Удаляясь, он услышал, как женщина что-то крикнула пронзительным голосом, громкость которого была удивительно точно соразмерена с расстоянием, и понял, что в краале его будут ждать. Они встретят его с напускным спокойствием, и лица их превратятся в маски. Он ничего не увидит за добрым взглядом старческих глаз Но-Ингиля, главы семьи, человека, которого он высоко ценил в самых сокровенных тайниках своей души, который наполнил его сердце горячей привязанностью и преданностью и никогда не требовал взамен ничего, кроме права гордиться им, Томом, как своим родным сыном. Его будет ждать старшая жена Но-Ингиля, Коко, которую Том называл бабушкой. Она всегда озадачивала его, — в глубине ее черных смеющихся глаз таилось что-то недосказанное, когда она беседовала с ним на языке добродушного подшучивания и намеков.
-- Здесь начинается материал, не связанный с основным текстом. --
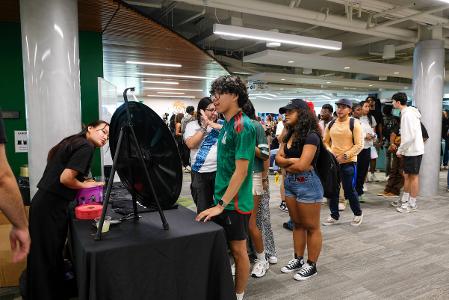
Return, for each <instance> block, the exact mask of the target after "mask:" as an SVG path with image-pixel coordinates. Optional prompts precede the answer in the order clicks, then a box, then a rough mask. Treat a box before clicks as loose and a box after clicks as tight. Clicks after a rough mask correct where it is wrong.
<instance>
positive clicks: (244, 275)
mask: <svg viewBox="0 0 449 300" xmlns="http://www.w3.org/2000/svg"><path fill="white" fill-rule="evenodd" d="M229 244H230V247H231V253H232V256H233V257H234V262H235V292H236V293H237V294H242V293H244V292H245V288H246V285H247V283H248V278H249V257H248V253H247V250H246V240H242V241H230V242H229Z"/></svg>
Старый Но-Ингиль встал и поздоровался с ним, добавив к его имени слово похвалы, — Том-вимбиндлела — Том — хранитель дороги. Они вместе подошли к загону и остановились возле него, глядя, как низкорослая пестрая корова ласково вылизывает родившегося накануне теленка.
— Я назову его Полуденным Солнцем, потому что в этот час ты пришел порадовать мое сердце. Он вырастет в могучего быка, и жирный подгрудок его будет касаться травы.
Том засмеялся, припомнив счастливые дни своего детства, проверенные в Краю Колючих Акаций. Затем в памяти снова возникло увиденное на дороге, это зловещее предзнаменование — заколотая свинья.
— Не все хорошо, Но-Ингиль, — сказал он.
— Не все хорошо, — беззвучно повторил старик.
Казалось, их разделила стена холода, вырвавшегося откуда-то из-под земли.
— Коко здорова?
Старик повернулся и пошел к хижине. Он расположился на циновке под палящими лучами солнца и усадил Тома рядом с собой на чурбан. Из-за стен куполообразных, крытых соломой хижин выглядывали дети, а в полутемных и невысоких оконных отверстиях видны были головы женщин.